Son parcours : Pedro ne sait ni lire, ni écrire. Enfant de la campagne, il travaille depuis ses treize ans. Il a commencé par faire les vendanges, comme beaucoup dans sa région. La valle del Elqui est réputée pour son Pisco, alcool de raisins. Puis, il faut bien le dire les vendanges ça use, alors maintenant il est chargé de surveiller l’arrosage des vignes.

Son outil de travail : principalement ses jambes, il parcourt des kilomètres de vignes pour vérifier que tout fonctionne comme il faut. Toute la journée, il marche à la recherche de la faille dans le système d’irrigation. Il connaît les vignes comme sa poche et règne en maître dessus.

En tant que Pedro : il est bavard. On peut même dire qu’il n’est pas très pudique, puisqu’il n’hésite pas à se raconter à des inconnus qui viennent le prendre en photo pendant qu’il ramasse des « tuna granel » (fruit du cactus). Il est accueillant, et répond volontiers à nos questions. Il en profite pour nous compter ses expériences extraordinaires, au sens propre.

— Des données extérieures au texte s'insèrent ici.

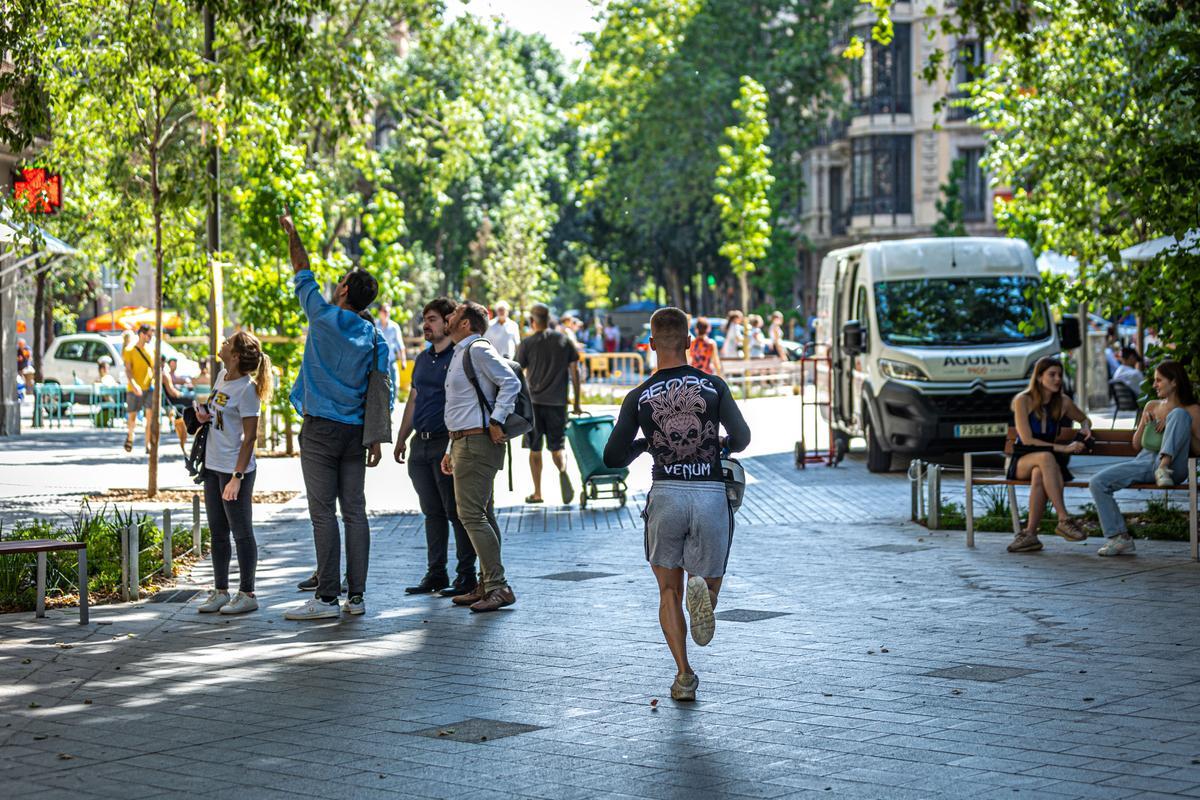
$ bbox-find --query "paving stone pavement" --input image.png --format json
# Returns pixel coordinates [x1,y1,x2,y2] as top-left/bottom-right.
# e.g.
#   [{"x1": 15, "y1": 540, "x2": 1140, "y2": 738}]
[{"x1": 0, "y1": 453, "x2": 1200, "y2": 800}]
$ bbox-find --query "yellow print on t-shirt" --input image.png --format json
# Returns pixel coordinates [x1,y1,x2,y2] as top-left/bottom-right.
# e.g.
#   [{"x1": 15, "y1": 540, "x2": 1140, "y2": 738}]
[{"x1": 210, "y1": 392, "x2": 229, "y2": 431}]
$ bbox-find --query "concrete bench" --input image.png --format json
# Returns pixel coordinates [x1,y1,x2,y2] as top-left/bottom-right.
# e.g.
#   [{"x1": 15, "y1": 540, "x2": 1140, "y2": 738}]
[
  {"x1": 0, "y1": 539, "x2": 88, "y2": 625},
  {"x1": 962, "y1": 426, "x2": 1200, "y2": 561}
]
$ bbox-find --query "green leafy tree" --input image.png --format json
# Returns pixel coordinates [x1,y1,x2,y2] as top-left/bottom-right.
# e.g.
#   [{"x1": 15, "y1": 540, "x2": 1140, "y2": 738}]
[{"x1": 713, "y1": 76, "x2": 775, "y2": 308}]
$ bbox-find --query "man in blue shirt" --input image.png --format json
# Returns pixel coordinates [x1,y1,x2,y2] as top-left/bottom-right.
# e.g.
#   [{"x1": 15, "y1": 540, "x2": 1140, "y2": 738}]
[
  {"x1": 395, "y1": 297, "x2": 476, "y2": 597},
  {"x1": 280, "y1": 215, "x2": 388, "y2": 620}
]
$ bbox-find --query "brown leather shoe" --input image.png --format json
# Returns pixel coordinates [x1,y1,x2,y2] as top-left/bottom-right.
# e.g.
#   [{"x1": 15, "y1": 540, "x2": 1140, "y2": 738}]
[
  {"x1": 470, "y1": 587, "x2": 517, "y2": 613},
  {"x1": 450, "y1": 581, "x2": 487, "y2": 606}
]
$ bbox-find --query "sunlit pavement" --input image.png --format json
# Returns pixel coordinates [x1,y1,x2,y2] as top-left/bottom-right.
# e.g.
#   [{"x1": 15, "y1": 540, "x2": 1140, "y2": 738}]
[{"x1": 0, "y1": 398, "x2": 1200, "y2": 799}]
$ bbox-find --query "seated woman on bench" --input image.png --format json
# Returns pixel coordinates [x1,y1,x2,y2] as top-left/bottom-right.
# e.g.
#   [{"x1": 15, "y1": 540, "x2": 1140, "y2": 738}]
[
  {"x1": 1088, "y1": 361, "x2": 1200, "y2": 555},
  {"x1": 1008, "y1": 359, "x2": 1092, "y2": 553}
]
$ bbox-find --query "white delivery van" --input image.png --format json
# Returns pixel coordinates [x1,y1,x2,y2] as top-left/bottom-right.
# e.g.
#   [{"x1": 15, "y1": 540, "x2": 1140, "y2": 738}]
[{"x1": 816, "y1": 237, "x2": 1079, "y2": 473}]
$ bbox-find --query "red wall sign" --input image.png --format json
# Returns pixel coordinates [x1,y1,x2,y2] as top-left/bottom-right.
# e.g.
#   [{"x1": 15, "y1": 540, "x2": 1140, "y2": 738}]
[{"x1": 12, "y1": 167, "x2": 62, "y2": 213}]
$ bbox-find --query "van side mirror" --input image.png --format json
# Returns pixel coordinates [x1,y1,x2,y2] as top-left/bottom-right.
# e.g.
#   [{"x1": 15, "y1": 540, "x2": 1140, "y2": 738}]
[
  {"x1": 841, "y1": 319, "x2": 866, "y2": 355},
  {"x1": 1058, "y1": 314, "x2": 1084, "y2": 350}
]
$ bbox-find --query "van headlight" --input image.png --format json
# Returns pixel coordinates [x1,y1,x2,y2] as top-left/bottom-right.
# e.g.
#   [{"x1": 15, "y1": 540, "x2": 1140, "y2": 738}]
[{"x1": 880, "y1": 359, "x2": 929, "y2": 380}]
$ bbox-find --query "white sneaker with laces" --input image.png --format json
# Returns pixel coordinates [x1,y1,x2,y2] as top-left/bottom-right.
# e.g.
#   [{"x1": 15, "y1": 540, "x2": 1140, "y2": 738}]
[
  {"x1": 686, "y1": 575, "x2": 716, "y2": 646},
  {"x1": 221, "y1": 591, "x2": 258, "y2": 614},
  {"x1": 283, "y1": 597, "x2": 342, "y2": 620},
  {"x1": 196, "y1": 589, "x2": 229, "y2": 614},
  {"x1": 1096, "y1": 534, "x2": 1136, "y2": 555}
]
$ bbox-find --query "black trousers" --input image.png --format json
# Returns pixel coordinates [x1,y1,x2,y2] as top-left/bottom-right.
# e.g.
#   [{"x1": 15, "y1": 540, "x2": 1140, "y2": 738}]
[
  {"x1": 408, "y1": 434, "x2": 480, "y2": 582},
  {"x1": 204, "y1": 469, "x2": 258, "y2": 594}
]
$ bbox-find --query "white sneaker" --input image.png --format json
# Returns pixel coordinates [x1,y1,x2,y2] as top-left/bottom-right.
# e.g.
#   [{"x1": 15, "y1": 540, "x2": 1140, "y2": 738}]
[
  {"x1": 221, "y1": 591, "x2": 258, "y2": 614},
  {"x1": 1096, "y1": 534, "x2": 1136, "y2": 555},
  {"x1": 686, "y1": 575, "x2": 716, "y2": 646},
  {"x1": 283, "y1": 597, "x2": 342, "y2": 619},
  {"x1": 196, "y1": 589, "x2": 229, "y2": 614}
]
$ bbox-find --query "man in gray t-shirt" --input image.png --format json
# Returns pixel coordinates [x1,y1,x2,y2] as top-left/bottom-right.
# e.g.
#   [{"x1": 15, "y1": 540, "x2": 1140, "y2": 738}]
[{"x1": 517, "y1": 303, "x2": 583, "y2": 505}]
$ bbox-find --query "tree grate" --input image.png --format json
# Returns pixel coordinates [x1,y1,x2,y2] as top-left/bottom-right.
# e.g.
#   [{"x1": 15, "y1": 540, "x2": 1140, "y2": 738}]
[
  {"x1": 410, "y1": 718, "x2": 542, "y2": 745},
  {"x1": 713, "y1": 608, "x2": 790, "y2": 622},
  {"x1": 920, "y1": 664, "x2": 1038, "y2": 684}
]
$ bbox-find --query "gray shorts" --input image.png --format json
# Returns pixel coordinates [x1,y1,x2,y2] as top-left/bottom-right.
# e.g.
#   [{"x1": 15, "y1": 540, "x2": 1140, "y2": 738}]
[{"x1": 642, "y1": 481, "x2": 733, "y2": 578}]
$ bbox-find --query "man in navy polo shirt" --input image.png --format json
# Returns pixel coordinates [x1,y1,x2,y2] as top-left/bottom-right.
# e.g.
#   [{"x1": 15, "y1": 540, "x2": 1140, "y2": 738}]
[{"x1": 395, "y1": 297, "x2": 475, "y2": 597}]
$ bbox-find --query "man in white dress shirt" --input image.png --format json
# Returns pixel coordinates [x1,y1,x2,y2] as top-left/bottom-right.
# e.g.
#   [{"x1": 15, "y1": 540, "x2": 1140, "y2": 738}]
[
  {"x1": 484, "y1": 300, "x2": 521, "y2": 359},
  {"x1": 442, "y1": 301, "x2": 521, "y2": 612}
]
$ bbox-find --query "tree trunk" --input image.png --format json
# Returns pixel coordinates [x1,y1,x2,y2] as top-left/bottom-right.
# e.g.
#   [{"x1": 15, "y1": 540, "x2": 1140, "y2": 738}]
[
  {"x1": 146, "y1": 145, "x2": 164, "y2": 498},
  {"x1": 34, "y1": 271, "x2": 46, "y2": 383}
]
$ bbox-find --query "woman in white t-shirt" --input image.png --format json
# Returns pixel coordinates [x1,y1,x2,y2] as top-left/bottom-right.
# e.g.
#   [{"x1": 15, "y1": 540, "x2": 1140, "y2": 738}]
[{"x1": 197, "y1": 331, "x2": 271, "y2": 614}]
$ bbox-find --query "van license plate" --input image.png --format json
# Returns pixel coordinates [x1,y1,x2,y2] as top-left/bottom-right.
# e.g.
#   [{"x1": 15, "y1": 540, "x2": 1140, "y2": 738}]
[{"x1": 954, "y1": 422, "x2": 1008, "y2": 439}]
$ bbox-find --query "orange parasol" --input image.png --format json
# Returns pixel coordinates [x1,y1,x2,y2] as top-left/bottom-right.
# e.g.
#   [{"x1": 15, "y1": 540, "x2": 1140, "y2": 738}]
[{"x1": 86, "y1": 306, "x2": 182, "y2": 332}]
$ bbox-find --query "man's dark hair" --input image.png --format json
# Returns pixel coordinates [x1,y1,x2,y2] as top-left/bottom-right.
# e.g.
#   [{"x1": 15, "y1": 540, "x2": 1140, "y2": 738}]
[
  {"x1": 458, "y1": 300, "x2": 487, "y2": 336},
  {"x1": 342, "y1": 270, "x2": 379, "y2": 312},
  {"x1": 421, "y1": 297, "x2": 457, "y2": 319},
  {"x1": 650, "y1": 307, "x2": 688, "y2": 353}
]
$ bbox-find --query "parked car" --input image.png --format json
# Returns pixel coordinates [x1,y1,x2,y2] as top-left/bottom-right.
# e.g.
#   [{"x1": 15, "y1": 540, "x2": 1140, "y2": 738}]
[{"x1": 42, "y1": 333, "x2": 200, "y2": 384}]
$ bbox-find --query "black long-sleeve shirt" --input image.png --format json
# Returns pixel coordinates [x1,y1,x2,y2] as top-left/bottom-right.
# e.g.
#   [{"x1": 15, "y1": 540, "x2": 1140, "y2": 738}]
[{"x1": 604, "y1": 366, "x2": 750, "y2": 481}]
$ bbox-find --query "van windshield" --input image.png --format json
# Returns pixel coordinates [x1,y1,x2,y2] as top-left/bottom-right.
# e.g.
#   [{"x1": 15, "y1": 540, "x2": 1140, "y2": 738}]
[{"x1": 875, "y1": 275, "x2": 1050, "y2": 347}]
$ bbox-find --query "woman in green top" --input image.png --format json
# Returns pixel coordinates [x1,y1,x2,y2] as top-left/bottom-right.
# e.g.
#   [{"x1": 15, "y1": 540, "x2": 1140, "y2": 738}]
[{"x1": 1088, "y1": 361, "x2": 1200, "y2": 555}]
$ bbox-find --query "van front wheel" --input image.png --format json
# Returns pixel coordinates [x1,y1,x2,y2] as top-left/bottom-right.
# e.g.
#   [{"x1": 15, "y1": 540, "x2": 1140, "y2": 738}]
[{"x1": 864, "y1": 415, "x2": 892, "y2": 473}]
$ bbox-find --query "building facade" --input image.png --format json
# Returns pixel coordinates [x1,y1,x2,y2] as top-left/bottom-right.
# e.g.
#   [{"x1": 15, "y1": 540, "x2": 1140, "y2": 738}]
[{"x1": 796, "y1": 0, "x2": 998, "y2": 313}]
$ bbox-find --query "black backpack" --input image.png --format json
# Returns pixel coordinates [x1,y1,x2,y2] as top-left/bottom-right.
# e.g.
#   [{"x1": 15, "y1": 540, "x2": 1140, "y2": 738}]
[{"x1": 462, "y1": 338, "x2": 533, "y2": 439}]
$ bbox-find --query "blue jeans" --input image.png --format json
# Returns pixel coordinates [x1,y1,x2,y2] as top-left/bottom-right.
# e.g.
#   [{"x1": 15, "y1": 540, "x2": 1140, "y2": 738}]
[{"x1": 1088, "y1": 408, "x2": 1192, "y2": 536}]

En tant que « surveillant de vignes » : il a l’air très appliqué. Il parle de son métier, avec passion. Pour lui, son métier est un des maillons importants pour obtenir un bon raisin. Et comment le contredire ? Des vignes sans une irrigation régulière et maîtrisée ne donnent pas un raisin digne de ce nom.

Ses journées : il travaille tout les jours, quand ce n’est pas dans les vignes, c’est dans son potager. Il y ramasse des avocats, des « tunas granel » qu’il vend ensuite pour arrondir ses fins de mois. Et quand c’est dans les vignes, sa première ronde commence à 9 heures du matin et la dernière finie quand le soleil se couche.

Son secret pour un bon raisin : l’irrigation parfaite. C’est son métier donc il maîtrise. Il nous a dit un bon réglage du système d’irrigation,  une bonne surveillance de son fonctionnement, et surtout enlever le surplus d’eau quand il y en a. Sa préférence va pour la « pasa », le raisin que les vendangeurs oublient sur la vigne et qui sèche doucement au soleil. On a goûter et c’est délicieux : un raisin sec haut qualité.

Ses aventures : Le jour où il a eu une vision de sa mère, qui a 102 ans et vit à plus de 1000 kilomètres, à son chevet lorsqu’il était malade. Les rêves prémonitoires qu’il fait très souvent. La vierge qui habite son corps parfois. Les larmes qu’il verse chaque matin, en marchant vers ses vignes, en pensant à ceux qui souffrent.